But as of Python 2.0, we get the same results from a list comprehension expression:

>>> res = [ord(x) for x in 'spam']    # Apply expr to seq.
>>> res
[115, 112, 97, 109]

List comprehensions collect the results of applying an arbitrary expression to a sequence of values, and return them in a new list. Syntactically, list comprehensions are enclosed in square brackets (to remind you that they construct a list). In their simple form, within the brackets, you code an expression that names a variable, followed by what looks like a for loop header that names the same variable. Python collects the expression’s results, for each iteration of the implied loop.

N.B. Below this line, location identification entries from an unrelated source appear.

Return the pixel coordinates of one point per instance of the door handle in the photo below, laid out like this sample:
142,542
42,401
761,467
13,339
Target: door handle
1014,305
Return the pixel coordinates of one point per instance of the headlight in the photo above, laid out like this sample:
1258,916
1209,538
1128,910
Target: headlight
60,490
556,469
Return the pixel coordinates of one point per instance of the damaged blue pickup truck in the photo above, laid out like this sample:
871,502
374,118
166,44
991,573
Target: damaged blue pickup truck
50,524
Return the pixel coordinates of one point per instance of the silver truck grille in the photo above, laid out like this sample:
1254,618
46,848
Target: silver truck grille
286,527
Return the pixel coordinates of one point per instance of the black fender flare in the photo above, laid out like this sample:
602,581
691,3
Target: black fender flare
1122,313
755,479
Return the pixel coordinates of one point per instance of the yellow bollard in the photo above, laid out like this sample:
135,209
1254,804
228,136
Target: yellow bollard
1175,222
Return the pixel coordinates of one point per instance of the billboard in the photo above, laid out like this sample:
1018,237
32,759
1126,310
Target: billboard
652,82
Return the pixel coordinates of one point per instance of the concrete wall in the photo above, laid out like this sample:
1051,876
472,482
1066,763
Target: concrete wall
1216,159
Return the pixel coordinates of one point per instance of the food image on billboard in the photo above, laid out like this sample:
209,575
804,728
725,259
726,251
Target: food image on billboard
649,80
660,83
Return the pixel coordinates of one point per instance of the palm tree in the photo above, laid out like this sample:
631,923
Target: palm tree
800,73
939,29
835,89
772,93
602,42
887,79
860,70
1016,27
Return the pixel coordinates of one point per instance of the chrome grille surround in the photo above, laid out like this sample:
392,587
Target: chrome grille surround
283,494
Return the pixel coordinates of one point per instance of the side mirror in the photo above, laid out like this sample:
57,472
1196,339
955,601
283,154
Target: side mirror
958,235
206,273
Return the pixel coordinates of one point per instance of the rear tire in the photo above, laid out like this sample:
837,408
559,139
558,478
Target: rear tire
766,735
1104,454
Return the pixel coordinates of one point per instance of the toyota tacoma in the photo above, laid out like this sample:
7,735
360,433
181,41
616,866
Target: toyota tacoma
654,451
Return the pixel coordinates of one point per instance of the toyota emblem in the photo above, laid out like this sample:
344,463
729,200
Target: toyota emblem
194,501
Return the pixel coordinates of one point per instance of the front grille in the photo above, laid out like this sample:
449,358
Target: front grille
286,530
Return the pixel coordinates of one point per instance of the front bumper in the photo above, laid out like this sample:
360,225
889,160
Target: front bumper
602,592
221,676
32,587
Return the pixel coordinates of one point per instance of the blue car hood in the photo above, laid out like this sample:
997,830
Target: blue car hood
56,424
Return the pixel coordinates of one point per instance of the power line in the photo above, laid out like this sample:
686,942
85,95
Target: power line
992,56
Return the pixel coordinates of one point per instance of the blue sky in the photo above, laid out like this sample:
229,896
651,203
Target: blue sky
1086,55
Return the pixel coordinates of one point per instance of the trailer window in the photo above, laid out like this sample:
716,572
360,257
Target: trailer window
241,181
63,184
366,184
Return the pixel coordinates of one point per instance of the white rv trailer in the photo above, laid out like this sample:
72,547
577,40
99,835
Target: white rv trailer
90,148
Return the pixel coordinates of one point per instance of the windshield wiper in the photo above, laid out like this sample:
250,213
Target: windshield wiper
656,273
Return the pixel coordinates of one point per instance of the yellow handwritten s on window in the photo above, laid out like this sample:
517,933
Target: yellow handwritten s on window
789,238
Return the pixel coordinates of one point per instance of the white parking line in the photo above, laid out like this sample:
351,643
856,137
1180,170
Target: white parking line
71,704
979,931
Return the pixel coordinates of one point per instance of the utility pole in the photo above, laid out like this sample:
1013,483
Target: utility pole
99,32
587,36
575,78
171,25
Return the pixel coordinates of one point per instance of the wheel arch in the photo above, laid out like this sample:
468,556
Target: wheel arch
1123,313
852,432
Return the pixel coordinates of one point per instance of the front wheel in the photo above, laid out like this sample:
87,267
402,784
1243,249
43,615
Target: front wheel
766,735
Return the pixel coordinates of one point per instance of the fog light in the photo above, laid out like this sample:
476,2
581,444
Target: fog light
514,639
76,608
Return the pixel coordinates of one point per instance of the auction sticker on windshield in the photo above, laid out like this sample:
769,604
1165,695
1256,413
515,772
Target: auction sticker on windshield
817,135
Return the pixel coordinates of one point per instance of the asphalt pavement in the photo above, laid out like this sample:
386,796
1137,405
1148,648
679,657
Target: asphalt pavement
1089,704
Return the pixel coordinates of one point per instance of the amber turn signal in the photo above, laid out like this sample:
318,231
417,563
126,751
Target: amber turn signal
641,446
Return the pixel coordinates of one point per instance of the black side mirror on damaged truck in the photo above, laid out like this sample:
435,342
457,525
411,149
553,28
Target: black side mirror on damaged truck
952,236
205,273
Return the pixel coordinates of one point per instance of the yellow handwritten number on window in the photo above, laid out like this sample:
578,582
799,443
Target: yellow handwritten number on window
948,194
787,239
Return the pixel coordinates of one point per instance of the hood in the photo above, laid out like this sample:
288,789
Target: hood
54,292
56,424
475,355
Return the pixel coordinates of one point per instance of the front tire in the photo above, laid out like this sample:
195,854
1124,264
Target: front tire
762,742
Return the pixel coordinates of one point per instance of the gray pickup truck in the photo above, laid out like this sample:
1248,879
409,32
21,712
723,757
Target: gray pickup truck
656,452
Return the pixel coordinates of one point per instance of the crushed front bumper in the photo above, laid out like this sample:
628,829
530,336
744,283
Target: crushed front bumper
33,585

The effect of the example so far is similar to both the manual for loop, and the map call. List comprehensions become more handy, though, when we wish to apply an arbitrary expression to a sequence:

>>> [x ** 2 for x in range(10)]
[0, 1, 4, 9, 16, 25, 36, 49, 64, 81]

Here, we’ve collected the squares of the numbers 0 to 9. To do similar work with a map call, we would probably invent a little function to implement the square operation. Because we won’t need this function elsewhere, it would typically be coded inline, with a lambda:

>>> map((lambda x: x**2), range(10))
[0, 1, 4, 9, 16, 25, 36, 49, 64, 81]

This does the same job, and is only a few keystrokes longer than the equivalent list comprehension. For more advanced kinds of expressions, though, list comprehensions will often be less for you to type. The next section shows why.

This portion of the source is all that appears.